Let’s look at the quadrants that result:
- Bottom left is where both structure and queries and predefined. Hierarchical DBMSs, like IMS, live in this quadrant. In these (now legacy) systems, the structure of the data is rigidly defined as are the queries that may be run against them. These databases provide high performance, but their inflexibility became their Achilles’ heel.
- Bottom right is where structure is predefined but queries are ad hoc. The quadrant defines the relational database, which brought unprecedented flexibility to database querying, eventually enabling the modern BI market. Data structure is predefined through the creation of tables with defined names/columns to hold the data. Queries are ad hoc — in a well designed relational database, the system can provide the results for almost any imaginable query. (And with the right indexes, it can provide those results fairly quickly.)

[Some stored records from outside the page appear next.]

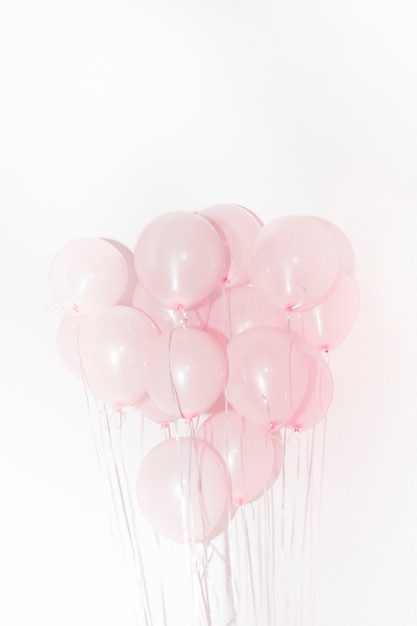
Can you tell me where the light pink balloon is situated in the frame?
[300,271,359,351]
[55,313,86,378]
[145,328,227,420]
[80,306,158,406]
[134,211,225,310]
[137,437,229,544]
[249,216,339,311]
[136,395,174,426]
[312,216,356,274]
[200,204,262,287]
[197,410,274,505]
[285,354,333,430]
[227,328,308,428]
[132,283,210,332]
[48,237,128,316]
[250,430,284,500]
[104,239,138,306]
[207,285,288,339]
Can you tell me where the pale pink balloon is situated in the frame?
[135,394,174,426]
[285,354,333,430]
[80,305,158,406]
[137,437,229,544]
[250,430,284,500]
[249,216,339,311]
[134,211,225,310]
[55,313,86,378]
[132,283,210,332]
[104,239,138,306]
[300,271,360,351]
[145,328,227,420]
[200,204,262,287]
[227,328,308,428]
[197,410,274,505]
[207,285,288,339]
[311,215,356,274]
[48,237,128,316]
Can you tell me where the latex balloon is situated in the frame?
[207,286,288,339]
[55,313,85,378]
[48,237,128,316]
[312,216,356,274]
[227,328,308,428]
[145,328,227,420]
[200,204,262,287]
[134,211,225,310]
[104,239,138,306]
[249,216,339,311]
[137,437,229,544]
[80,306,158,406]
[299,271,360,351]
[132,283,210,332]
[285,354,333,431]
[197,410,274,505]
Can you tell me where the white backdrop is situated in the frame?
[0,0,417,626]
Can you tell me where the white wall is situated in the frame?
[0,0,417,626]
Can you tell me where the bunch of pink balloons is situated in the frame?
[49,204,359,542]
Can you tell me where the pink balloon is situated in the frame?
[48,237,128,316]
[197,410,274,505]
[134,211,225,309]
[80,306,158,406]
[207,285,288,339]
[312,216,356,274]
[250,431,284,500]
[145,328,227,420]
[200,204,262,287]
[132,283,210,332]
[55,313,85,378]
[227,328,308,428]
[104,239,138,306]
[300,271,359,351]
[285,354,333,430]
[137,437,229,544]
[136,395,174,426]
[249,216,339,311]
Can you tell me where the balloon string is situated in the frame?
[77,328,151,626]
[103,405,152,626]
[168,320,198,623]
[240,505,258,626]
[118,409,152,624]
[311,408,327,626]
[155,530,167,626]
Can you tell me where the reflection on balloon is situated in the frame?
[48,237,128,315]
[80,305,158,406]
[134,211,225,310]
[137,437,229,544]
[197,410,274,505]
[249,216,339,311]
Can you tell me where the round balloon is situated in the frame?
[227,328,309,429]
[137,437,229,545]
[285,354,333,431]
[48,237,128,316]
[80,306,158,406]
[197,410,274,505]
[134,211,225,309]
[132,283,210,332]
[145,328,227,420]
[207,285,288,339]
[299,271,359,351]
[200,204,262,287]
[249,216,339,311]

- Top left is where queries are predefined but structure is not. This — and this is non-obvious to most people — is the zone of the enterprise search engine. People tend to think of search engines as providing high flexiblity because you can type any word in the search box. In reality, seen from a database viewpoint, search engines provide a small number of parametrized queries. (It’s the parametrization that gives the impression of flexibility.) The small number of queries include (1) return list of documents where document contains word or phrase, (2) return list of documents where field-in-document contains word or phrase, (3) either query (1) or (2) where word or phrase is replaced with the search engine’s basically Boolean primitive query language (i.e., AND, OR, NOT).
- The top right is the tricky zone where both queries and structure are not defined in advance. This is the zone of the XML Server, like MarkLogic. In these systems, content can be ingested “as is” without adherence to any predefined structure. Queries are ad hoc, and written in XQuery with full-text extensions. Given the proper indexes, these systems can run virtually any query against the content with high performance.